Swash’s research indicates that individual data could be worth between $10 and $2,000 per month. A small family could earn up to $24,000 per year — which could be used to pay down debt quickly.
And those may be conservative estimates. Diamond said the European Commission put the current data economy’s value at $3 trillion, which means people have opportunities to earn income from their online routines.
Diamond also noted that 80% of that data hasn’t even been tapped yet, and the amount available is growing rapidly. As technology continues to develop, data will become even more abundant and accessible. And users will want to see financial gains from the information they generate.
“It’s quite difficult to imagine how that will evolve,” Diamond said. “I’m glad to be part of this movement where people are deliberately evolving it in a direction where it’s not exacerbating problems of the likes of Google, Facebook, and others. It’s very exciting.”
Allowing Users to Maintain Control of Their Information
Users may be concerned about the security of their information since Swash collects and distributes their data to buyers. But data monetization doesn’t mean users need to give up their privacy.
Swash works closely with a privacy technologist who is familiar with data security evolution. He helps Swash avoid mistakes that have made personal data and privacy exploitable in the past.
Swash doesn’t collect any personal data, including names, phone numbers, or credit card numbers. The only way users are identified alongside data is through their public address, and Swash only uses that information to distribute their earnings.
Users can also mask certain words and terms, and Swash won’t collect and sell data related to those terms.
“For example, you don’t want Swash ever to collect when you search for cats,” Diamond said. “So you can just put the word cats, and it will completely ignore it.”
Swash uses blockchain technology to distribute its SWASH Tokens as rewards, which automatically encrypts all the data it records from end to end. In addition to providing a strong privacy safeguard, the technology’s architecture prevents data from being tampered with in the unlikely event of a breach.
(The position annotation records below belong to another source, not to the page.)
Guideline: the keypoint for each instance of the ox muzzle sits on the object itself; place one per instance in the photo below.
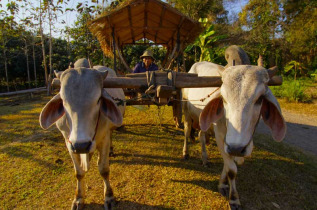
(81, 147)
(239, 150)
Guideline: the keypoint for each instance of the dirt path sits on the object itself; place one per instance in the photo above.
(301, 131)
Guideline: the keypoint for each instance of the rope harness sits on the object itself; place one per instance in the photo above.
(93, 138)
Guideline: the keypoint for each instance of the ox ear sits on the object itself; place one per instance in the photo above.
(110, 109)
(212, 112)
(51, 112)
(272, 116)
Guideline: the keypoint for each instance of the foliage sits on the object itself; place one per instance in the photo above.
(294, 90)
(204, 42)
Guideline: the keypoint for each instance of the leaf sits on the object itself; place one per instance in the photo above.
(69, 9)
(79, 5)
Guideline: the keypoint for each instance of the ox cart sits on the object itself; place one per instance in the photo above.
(157, 23)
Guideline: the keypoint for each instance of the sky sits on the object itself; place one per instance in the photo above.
(70, 17)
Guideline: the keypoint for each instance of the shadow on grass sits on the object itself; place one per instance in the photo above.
(165, 161)
(208, 185)
(123, 205)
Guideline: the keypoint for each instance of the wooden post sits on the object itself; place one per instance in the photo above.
(178, 49)
(114, 51)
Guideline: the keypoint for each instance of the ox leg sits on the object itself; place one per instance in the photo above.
(81, 165)
(111, 153)
(187, 133)
(204, 155)
(229, 172)
(104, 170)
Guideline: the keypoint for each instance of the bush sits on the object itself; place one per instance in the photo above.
(292, 90)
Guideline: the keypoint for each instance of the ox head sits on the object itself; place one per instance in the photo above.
(81, 101)
(243, 97)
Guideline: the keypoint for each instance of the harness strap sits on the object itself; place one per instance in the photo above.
(93, 138)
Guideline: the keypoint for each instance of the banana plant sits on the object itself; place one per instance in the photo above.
(205, 40)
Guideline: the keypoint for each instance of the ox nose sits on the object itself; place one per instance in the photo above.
(236, 150)
(82, 147)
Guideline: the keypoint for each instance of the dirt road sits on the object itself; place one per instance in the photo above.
(301, 131)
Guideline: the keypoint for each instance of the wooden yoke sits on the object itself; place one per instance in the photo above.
(183, 80)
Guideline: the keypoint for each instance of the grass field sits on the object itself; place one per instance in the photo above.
(147, 171)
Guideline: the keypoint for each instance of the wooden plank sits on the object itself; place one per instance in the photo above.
(162, 74)
(181, 82)
(34, 90)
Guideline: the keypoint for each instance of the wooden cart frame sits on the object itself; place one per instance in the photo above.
(163, 25)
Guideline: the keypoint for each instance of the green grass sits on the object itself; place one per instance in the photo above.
(147, 172)
(301, 90)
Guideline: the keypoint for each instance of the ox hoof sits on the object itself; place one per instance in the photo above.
(109, 204)
(224, 190)
(235, 207)
(207, 164)
(77, 205)
(186, 157)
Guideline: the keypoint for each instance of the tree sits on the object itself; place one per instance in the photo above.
(300, 29)
(261, 21)
(7, 25)
(204, 42)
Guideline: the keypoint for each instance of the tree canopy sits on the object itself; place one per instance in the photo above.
(284, 32)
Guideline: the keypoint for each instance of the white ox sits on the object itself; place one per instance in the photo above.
(235, 110)
(86, 115)
(193, 106)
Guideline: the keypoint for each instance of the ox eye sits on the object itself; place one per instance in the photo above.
(259, 101)
(223, 100)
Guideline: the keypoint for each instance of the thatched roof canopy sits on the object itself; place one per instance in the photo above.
(150, 19)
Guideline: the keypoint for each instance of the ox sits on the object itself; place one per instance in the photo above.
(235, 109)
(86, 115)
(193, 105)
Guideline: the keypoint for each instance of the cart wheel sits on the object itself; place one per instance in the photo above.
(177, 110)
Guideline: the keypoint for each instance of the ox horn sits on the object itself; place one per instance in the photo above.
(272, 71)
(58, 74)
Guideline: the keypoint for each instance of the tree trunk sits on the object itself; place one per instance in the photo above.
(27, 63)
(50, 53)
(6, 67)
(43, 46)
(34, 65)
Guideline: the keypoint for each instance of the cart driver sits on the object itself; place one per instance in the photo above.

Besides its technical safeguards, Swash has also undergone a data protection authority (DPA) assessment with the UK Information Commissioner’s Office. That ensures Swash is fully compliant with data protection standards, including GDPR.
“From a legislation point of view, we’re all set,” Diamond said.
Swash: Moving Toward a Universal Data Ecosystem
Swash doesn’t see the browser plugin as its final form. Its goal is to create a universal data ecosystem that prioritizes user benefits and well-being. Swash has received plenty of feedback and conducted extensive research in pursuit of that goal.
“We take the principles of everything we’ve put into practice with the browser extension and work in a more collaborative way,” Diamond said.
The core of Swash’s ethos is working in collaboration, rather than in competition, with other entities and organizations. In the future, Swash will release more products and services built on top of its existing technology. As a result, its ecosystem will provide a more streamlined experience for businesses and developers.
Swash provides a general overview of its plans in a blog post titled The Dawn of a New Age of Data. The post offers an idea of the data ecosystem and how it will differ from the current standards surrounding online data usage.
Even as it sets its sights higher, Swash remains focused on its users. User data will drive the new ecosystem, and Swash is committed to providing the best possible experience.